Thank you, Mr. Speaker. Our North is rich in resources, and yet we have yet to fully untap the potential of our people, our youth. We have potential in our lands. The trick to any government is to connect that potential with each other. That’s the trick of any leadership, any people. How do we untap the potential of our young people, the ones who are going to school, with the opportunities that are rich in our lands? Through imagination, through initiatives.

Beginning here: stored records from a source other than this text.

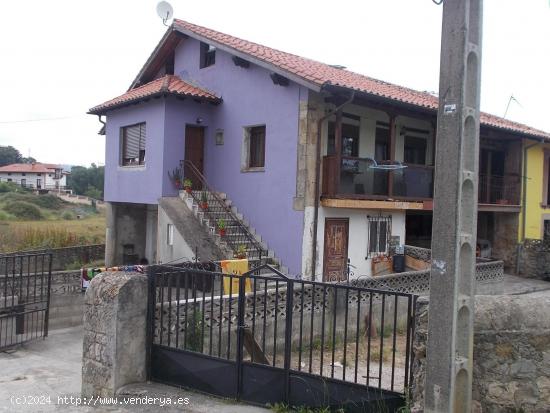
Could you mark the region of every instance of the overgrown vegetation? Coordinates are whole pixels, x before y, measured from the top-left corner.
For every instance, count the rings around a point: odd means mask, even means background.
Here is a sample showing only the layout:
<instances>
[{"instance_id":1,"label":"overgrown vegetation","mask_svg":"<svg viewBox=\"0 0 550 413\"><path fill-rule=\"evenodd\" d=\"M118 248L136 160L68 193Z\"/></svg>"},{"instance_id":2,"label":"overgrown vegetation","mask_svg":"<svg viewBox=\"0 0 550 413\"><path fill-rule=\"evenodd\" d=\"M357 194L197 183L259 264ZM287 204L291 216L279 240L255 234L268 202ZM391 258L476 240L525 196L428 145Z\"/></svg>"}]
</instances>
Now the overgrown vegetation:
<instances>
[{"instance_id":1,"label":"overgrown vegetation","mask_svg":"<svg viewBox=\"0 0 550 413\"><path fill-rule=\"evenodd\" d=\"M9 201L4 205L4 212L21 219L38 220L44 218L40 208L25 201Z\"/></svg>"},{"instance_id":2,"label":"overgrown vegetation","mask_svg":"<svg viewBox=\"0 0 550 413\"><path fill-rule=\"evenodd\" d=\"M105 218L93 206L0 184L0 252L101 243L104 234Z\"/></svg>"},{"instance_id":3,"label":"overgrown vegetation","mask_svg":"<svg viewBox=\"0 0 550 413\"><path fill-rule=\"evenodd\" d=\"M275 413L329 413L330 407L307 407L307 406L289 406L286 403L275 403L268 405ZM343 413L344 409L335 410L337 413Z\"/></svg>"},{"instance_id":4,"label":"overgrown vegetation","mask_svg":"<svg viewBox=\"0 0 550 413\"><path fill-rule=\"evenodd\" d=\"M189 316L191 316L190 313ZM193 315L185 323L187 331L185 348L187 350L202 352L202 328L202 312L195 309Z\"/></svg>"}]
</instances>

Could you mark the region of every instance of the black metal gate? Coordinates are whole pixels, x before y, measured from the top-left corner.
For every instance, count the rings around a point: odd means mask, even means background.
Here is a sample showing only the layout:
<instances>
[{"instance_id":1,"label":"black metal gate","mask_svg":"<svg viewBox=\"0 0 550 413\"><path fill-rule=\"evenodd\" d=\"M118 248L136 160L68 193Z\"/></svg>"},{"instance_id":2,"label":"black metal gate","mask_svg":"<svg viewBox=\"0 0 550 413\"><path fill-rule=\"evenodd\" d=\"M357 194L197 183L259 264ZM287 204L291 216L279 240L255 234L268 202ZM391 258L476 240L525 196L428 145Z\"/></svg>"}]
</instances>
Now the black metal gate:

The Sahtu sits in the midst of amazing wealth and resources, but we have not yet realized how we have access to this wealth and these resources. It’s sitting there waiting for us. The closest we have come was in the 1930s and ’40s, first with the uranium mine and Great Bear Lake, tapping that resource, and then the Canol pipeline in the ‘40s. The key part of these two projects were done without any input or tapping the knowledge from the Aboriginal people, the owners of the land. Today in the Sahtu this is not the case. We have a land claim that was negotiated and settled. It has the highest constitutional protection in Canada. This is the highest law in Canada.
The Sahtu is rich in its economic opportunities. We have a way to realize we have a way to participate with this government in developing the region. We have a labour force that wants to work. It does not want to be dependent on government handouts. We have resources that need to be untapped.
I will ask further questions of the Minister of ITI at the appropriate time. Thank you.